= Caeso (praenomen) =

Latin name

Caeso (/la-x-classic/), feminine Caesula (also spelled Cesula, Caesulla, Caesilla or Caesillia) is a Latin praenomen, or personal name. Although never a common name, Caeso was regularly used by a number of prominent families, both patrician and plebeian, during the period of the Roman Republic. The name also gave rise to the patronymic gens Caesonia. The common abbreviation K. arose from an older spelling, Kaeso, dating from the period when the letter K was still frequently used before the vowel A in Latin, and before the letters C and G were differentiated.

The praenomen Caeso was regularly used by the patrician gentes Fabia and Quinctia during the 1st centuries of the Republic, and also by the plebeian gentes Atilia and Duilia (both of which may originally have been patrician). It is also found in the gentes Acilia, Fabricia, and Latria, and must once have been used by the ancestors of the Caesonia gens.
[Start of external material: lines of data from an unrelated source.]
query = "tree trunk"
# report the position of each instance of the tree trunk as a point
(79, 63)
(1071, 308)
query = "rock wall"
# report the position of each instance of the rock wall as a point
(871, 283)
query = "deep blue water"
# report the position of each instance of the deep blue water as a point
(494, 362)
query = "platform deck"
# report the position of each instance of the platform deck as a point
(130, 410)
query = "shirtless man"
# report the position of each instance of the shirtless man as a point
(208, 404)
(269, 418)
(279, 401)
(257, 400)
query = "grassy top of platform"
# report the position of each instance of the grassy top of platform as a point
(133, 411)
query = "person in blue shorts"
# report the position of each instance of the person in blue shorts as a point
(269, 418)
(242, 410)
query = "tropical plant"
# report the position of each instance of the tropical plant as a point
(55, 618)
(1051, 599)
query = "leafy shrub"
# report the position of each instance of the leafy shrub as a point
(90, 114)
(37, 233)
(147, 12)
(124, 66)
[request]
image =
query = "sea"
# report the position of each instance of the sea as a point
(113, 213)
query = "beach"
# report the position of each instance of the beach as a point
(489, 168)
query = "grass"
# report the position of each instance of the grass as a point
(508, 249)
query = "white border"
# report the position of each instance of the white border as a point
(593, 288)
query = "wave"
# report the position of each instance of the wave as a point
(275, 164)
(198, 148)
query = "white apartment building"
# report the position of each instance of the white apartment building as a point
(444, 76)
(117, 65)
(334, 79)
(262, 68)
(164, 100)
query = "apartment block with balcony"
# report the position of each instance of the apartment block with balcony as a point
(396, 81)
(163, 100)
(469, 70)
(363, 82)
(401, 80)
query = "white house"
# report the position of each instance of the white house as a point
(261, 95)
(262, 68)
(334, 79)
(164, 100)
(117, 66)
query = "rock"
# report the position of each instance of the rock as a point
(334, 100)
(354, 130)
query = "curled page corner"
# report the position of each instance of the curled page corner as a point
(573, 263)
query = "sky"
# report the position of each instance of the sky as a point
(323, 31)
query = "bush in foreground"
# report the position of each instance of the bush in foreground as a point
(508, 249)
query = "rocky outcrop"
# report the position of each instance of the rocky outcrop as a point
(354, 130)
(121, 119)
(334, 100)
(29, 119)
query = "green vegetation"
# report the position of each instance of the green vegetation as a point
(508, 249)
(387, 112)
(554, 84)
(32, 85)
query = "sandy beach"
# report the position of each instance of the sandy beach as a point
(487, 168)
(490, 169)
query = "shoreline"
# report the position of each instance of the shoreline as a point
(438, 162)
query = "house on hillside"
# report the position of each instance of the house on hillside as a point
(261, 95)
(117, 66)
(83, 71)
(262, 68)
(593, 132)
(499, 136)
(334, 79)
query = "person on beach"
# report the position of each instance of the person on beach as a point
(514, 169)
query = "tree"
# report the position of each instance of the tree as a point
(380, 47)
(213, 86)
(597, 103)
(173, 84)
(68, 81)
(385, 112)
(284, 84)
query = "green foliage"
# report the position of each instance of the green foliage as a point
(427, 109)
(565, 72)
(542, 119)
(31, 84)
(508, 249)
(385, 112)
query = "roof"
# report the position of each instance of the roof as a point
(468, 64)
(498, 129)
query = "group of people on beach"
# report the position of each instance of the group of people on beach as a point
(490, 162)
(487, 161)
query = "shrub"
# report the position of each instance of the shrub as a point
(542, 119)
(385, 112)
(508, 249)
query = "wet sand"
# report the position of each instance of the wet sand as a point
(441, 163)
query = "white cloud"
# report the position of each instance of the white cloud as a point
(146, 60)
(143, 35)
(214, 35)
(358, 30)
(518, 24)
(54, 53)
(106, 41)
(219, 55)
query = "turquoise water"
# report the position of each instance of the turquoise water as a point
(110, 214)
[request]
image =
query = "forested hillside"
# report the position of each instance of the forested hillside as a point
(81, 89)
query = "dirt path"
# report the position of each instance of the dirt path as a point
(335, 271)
Its use gradually declined throughout Republican times, and seems to have fallen out of use around the first century AD.

==Origin and meaning==
The most familiar etymology of this praenomen was given by Gaius Plinius Secundus, and followed by Sextus Pompeius Festus, who derived it from the verb caedere, "to cut," and explained that it was originally given to a child who was cut from the mother's womb, in the operation that came to be known as the Caesarean section. This seems to be a reasonable etymology for the name of the operation, but it is probably an example of false etymology with respect to the name Caeso, as well as the cognomen Caesar, which appears to derive from the same root.

Marquardt and Mommsen, while still deriving the name from caedere, speculated that Caeso was somehow connected with the lashings administered by the Luperci, or "brotherhood of the wolf," a body of priests, during the festival of the Lupercalia. As the Luperci ran about the ancient city wall, dressed in animal skins and carrying leather thongs, girls and young women would gather along the route to receive lashes, which were believed to promote fertility.

However, the likeliest explanation derives the name from caesius, "blue-grey," a word frequently used to describe the color of the eyes. This etymology was given by Festus with respect to the feminine form, Caesula. It was also one of four different explanations given for the cognomen Caesar, which Varro believed to have originated as a praenomen. This opinion is accepted by Chase, in his treatise, "The Origin of Roman Praenomina."